“The intuitive mind is a sacred gift and the rational mind is a faithful servant. We have created a society that honors the servant and has forgotten the gift.”
This quote is attributed to Albert Einstein who, in my humble opinion, has said some of the wisest things that have ever been said about education. When I read this quote, I can’t help but liken the intuitive mind of which he speaks to the arts and the rational mind to “reading, ‘riting, and ‘rithmetic.”
One of the easiest traps to fall into when attempting Arts Integration is to make the arts a slave to the core curriculum. Those involved in the arts are constantly trying to justify their existence by showing evidence that reading and math tests scores have been positively affected by student involvement in the arts. While there is often a correlation, we need to be sure that we are not involving students in the arts simply to increase standardized test scores. Make not art the servant of the tests!
The easiest way to avoid that is to be certain that your lesson contains objectives for both the art form and the core curriculum area, activities to support both objectives, and assessments that really indicate achievement of both objectives. For example, just the other day I went to visit a second grade teacher who had the brilliant idea of integrating language arts with theater through a lesson on synonyms and antonyms and pantomime. This teacher carefully reviewed pairs of words discussing what made them synonyms and antonyms and what the individual words meant. This topic had clearly been previously covered. He then paired up the students giving them each a set of words that were either synonyms or antonyms and instructed them to create a pantomime for those words.

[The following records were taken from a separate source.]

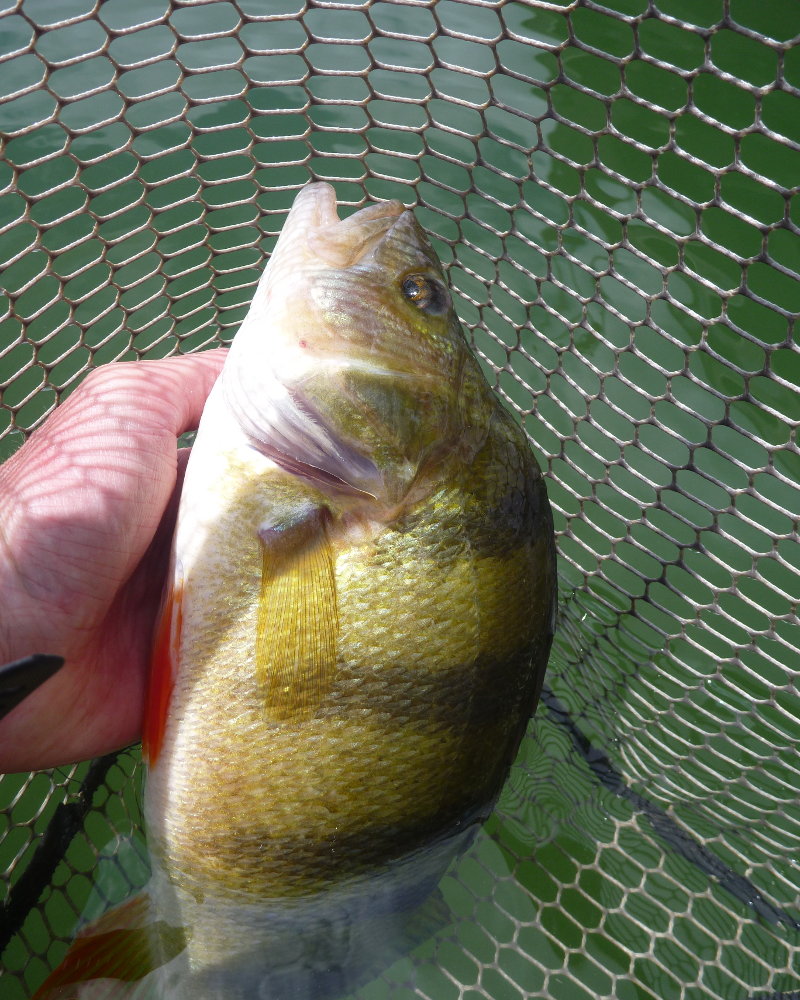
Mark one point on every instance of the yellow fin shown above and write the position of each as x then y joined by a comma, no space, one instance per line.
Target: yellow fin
297,617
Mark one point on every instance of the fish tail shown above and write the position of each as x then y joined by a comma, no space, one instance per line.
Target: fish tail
114,953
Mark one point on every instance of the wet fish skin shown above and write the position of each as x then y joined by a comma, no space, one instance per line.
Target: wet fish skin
359,620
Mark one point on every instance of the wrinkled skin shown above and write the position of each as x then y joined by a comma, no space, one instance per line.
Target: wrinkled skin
87,509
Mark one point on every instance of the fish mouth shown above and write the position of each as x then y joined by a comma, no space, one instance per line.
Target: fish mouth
339,243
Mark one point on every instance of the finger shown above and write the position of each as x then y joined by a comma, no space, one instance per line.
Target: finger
83,497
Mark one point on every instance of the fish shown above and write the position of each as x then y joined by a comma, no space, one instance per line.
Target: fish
360,611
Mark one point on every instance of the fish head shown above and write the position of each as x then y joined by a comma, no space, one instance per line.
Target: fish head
351,368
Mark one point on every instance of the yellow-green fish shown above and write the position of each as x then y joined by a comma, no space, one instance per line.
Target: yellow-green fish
355,636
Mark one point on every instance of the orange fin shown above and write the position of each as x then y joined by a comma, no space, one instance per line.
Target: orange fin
297,617
122,946
163,668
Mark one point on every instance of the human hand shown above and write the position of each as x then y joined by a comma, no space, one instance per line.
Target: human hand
87,510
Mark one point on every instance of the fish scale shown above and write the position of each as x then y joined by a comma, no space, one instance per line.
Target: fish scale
358,625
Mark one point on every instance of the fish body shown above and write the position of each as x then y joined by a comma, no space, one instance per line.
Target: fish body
357,628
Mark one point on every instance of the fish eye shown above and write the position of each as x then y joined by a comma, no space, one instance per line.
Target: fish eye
426,294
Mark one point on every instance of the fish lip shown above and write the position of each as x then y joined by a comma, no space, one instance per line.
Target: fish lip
296,467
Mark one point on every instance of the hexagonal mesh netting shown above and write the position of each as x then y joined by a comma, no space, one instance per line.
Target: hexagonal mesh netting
612,187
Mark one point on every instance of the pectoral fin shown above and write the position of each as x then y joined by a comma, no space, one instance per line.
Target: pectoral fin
120,949
297,616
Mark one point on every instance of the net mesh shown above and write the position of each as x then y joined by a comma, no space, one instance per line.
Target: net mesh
613,189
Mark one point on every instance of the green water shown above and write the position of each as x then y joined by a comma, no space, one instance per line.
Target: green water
623,247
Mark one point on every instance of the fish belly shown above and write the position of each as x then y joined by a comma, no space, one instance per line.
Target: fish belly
289,848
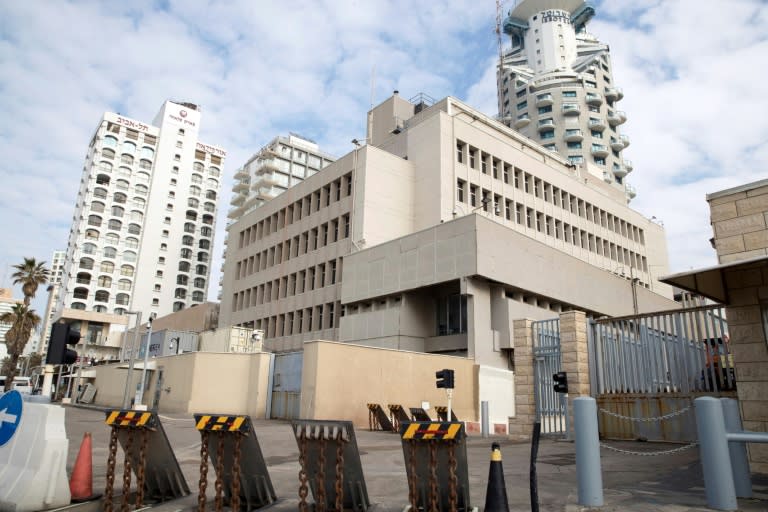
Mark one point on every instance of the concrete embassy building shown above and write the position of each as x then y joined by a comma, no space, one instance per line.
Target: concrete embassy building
555,85
433,237
144,221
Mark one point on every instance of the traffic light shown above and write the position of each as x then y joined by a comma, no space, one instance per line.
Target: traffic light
561,382
444,379
61,336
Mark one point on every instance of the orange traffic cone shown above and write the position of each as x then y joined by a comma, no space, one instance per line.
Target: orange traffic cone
496,493
81,482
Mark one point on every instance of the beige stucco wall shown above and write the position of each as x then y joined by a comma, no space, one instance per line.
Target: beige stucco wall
339,379
739,219
196,382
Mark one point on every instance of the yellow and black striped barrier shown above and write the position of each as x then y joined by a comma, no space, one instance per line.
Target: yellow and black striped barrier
435,455
432,430
148,454
129,419
226,423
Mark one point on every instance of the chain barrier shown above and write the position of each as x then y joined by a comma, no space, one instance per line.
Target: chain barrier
111,460
650,419
219,483
127,472
433,497
320,503
412,492
303,478
649,453
201,498
339,471
453,481
235,505
141,471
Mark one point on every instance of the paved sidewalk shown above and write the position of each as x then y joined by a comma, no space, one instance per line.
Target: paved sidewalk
670,483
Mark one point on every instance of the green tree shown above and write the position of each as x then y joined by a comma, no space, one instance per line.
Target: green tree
23,320
30,275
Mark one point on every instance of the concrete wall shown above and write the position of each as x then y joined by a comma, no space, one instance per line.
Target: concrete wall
196,382
740,224
383,376
740,221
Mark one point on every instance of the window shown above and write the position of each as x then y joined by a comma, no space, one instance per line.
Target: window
451,315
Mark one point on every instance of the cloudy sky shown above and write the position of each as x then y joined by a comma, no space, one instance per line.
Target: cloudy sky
693,73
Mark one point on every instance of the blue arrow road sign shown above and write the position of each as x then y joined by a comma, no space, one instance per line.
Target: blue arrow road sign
10,415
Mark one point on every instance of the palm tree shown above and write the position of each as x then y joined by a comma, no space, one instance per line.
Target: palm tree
23,320
30,275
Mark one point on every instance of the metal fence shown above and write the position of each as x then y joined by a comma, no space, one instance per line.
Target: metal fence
680,351
551,407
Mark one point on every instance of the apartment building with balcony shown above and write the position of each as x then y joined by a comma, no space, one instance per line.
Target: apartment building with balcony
556,86
144,222
433,236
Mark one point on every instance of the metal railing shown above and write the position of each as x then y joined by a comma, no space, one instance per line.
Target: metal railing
668,352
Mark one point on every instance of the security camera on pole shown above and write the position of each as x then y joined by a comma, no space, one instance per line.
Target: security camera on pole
445,380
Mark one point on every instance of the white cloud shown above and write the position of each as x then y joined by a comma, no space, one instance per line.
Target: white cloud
692,75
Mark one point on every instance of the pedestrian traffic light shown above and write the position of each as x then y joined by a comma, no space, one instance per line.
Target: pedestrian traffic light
561,382
61,336
444,379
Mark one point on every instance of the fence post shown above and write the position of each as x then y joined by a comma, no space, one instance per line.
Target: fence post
588,470
574,353
742,479
525,402
715,458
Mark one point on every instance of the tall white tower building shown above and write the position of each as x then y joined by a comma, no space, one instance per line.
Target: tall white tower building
555,85
142,232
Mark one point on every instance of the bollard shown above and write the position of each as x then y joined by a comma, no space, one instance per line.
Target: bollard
742,480
715,457
588,470
484,423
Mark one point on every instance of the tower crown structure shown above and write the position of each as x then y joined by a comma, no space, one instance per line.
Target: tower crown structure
556,86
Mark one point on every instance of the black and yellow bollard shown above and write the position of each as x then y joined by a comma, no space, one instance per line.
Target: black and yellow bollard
496,493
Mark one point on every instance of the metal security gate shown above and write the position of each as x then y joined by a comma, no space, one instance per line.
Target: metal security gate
551,407
286,386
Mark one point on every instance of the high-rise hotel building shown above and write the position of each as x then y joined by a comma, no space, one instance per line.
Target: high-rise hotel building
144,221
556,86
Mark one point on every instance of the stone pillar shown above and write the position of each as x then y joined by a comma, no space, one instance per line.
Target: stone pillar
521,426
574,356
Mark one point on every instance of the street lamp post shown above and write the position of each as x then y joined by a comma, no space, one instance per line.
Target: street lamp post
129,377
140,393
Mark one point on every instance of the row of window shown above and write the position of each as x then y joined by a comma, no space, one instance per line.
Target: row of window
314,277
311,240
317,318
294,212
539,188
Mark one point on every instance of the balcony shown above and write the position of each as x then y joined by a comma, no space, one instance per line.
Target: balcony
594,99
617,118
546,124
571,109
544,100
625,140
596,124
614,93
522,121
600,150
574,135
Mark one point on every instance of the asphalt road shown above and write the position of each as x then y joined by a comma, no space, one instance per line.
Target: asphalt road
636,483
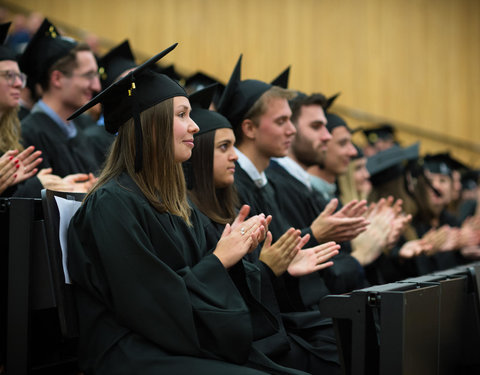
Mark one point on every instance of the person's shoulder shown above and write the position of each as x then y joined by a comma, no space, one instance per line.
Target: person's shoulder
31,122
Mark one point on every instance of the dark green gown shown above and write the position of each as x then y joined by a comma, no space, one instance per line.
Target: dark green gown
314,352
150,299
65,156
301,207
297,297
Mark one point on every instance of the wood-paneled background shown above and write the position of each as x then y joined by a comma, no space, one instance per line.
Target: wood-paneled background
413,62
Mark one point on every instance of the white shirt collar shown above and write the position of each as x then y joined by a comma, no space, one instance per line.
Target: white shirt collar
260,179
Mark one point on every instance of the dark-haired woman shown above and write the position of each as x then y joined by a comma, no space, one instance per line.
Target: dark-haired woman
258,278
151,299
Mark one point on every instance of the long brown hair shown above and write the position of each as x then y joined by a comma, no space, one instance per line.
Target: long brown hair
217,204
161,179
10,131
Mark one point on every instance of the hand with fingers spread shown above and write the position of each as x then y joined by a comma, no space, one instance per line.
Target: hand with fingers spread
341,226
80,182
313,259
470,232
383,230
51,181
243,214
442,239
8,169
279,255
471,252
414,248
236,242
29,159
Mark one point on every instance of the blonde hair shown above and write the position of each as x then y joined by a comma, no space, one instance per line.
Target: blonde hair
10,131
161,179
347,186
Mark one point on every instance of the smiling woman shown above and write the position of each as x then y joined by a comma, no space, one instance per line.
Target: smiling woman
152,297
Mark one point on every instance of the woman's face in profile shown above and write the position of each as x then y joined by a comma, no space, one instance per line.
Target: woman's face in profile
224,157
361,176
183,129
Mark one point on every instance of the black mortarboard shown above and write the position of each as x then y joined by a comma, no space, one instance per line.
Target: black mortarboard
205,119
360,153
170,72
470,179
199,81
382,131
4,31
389,164
334,121
139,90
438,163
282,79
330,101
45,48
114,63
239,96
5,52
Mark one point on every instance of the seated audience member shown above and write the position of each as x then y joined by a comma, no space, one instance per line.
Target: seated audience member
151,299
212,168
68,77
18,167
302,205
111,67
387,221
379,138
433,223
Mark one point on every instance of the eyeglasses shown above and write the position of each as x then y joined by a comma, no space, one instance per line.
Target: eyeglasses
11,77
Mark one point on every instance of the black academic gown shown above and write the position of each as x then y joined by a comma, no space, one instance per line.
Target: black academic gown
64,155
299,310
315,353
150,300
101,141
301,207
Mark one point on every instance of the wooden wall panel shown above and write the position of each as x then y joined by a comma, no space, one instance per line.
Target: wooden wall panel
415,62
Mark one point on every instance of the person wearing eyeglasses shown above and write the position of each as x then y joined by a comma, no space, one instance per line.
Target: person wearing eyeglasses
19,166
65,74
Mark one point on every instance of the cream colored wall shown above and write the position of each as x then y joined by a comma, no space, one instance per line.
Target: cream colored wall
411,61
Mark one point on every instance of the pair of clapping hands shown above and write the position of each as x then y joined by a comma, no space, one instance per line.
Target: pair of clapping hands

It was a wonderfully engaging activity for the students and when the pair of students were clear in their pantomime, it was a wonderful illustration of synonyms and antonyms. The synonym pantomimes looked very similar and the antonym pantomimes looked quite different. The language arts objective was clear and observable. However, many of the students did not effectively pantomime their words so it made it difficult for the “audience” to determine whether the words were synonyms or antonyms.
If the students had a chance to warm-up their bodies, an important actor’s tool, and had an activity that focused solely on how to perform an effective pantomime with exaggeration and use of facial expression, gesture and posture the performance of the synonym and antonym pairs would likely have been more rich and effective in communicating the words to the audience. The students would also have learned how actors use pantomime to communicate meaning.
In our zeal to improve test scores for language arts and mathematics and in our efforts to make learning the core curriculum engaging and meaningful, let us not make art a faithful servant. Let us remember the inherent value of the arts, the gifts they have to offer each child and teacher, and how much more effective their relationship with the core curriculum can be if the students are equipped with the depth of art knowledge and skills needed to complement the subject with which they have been paired.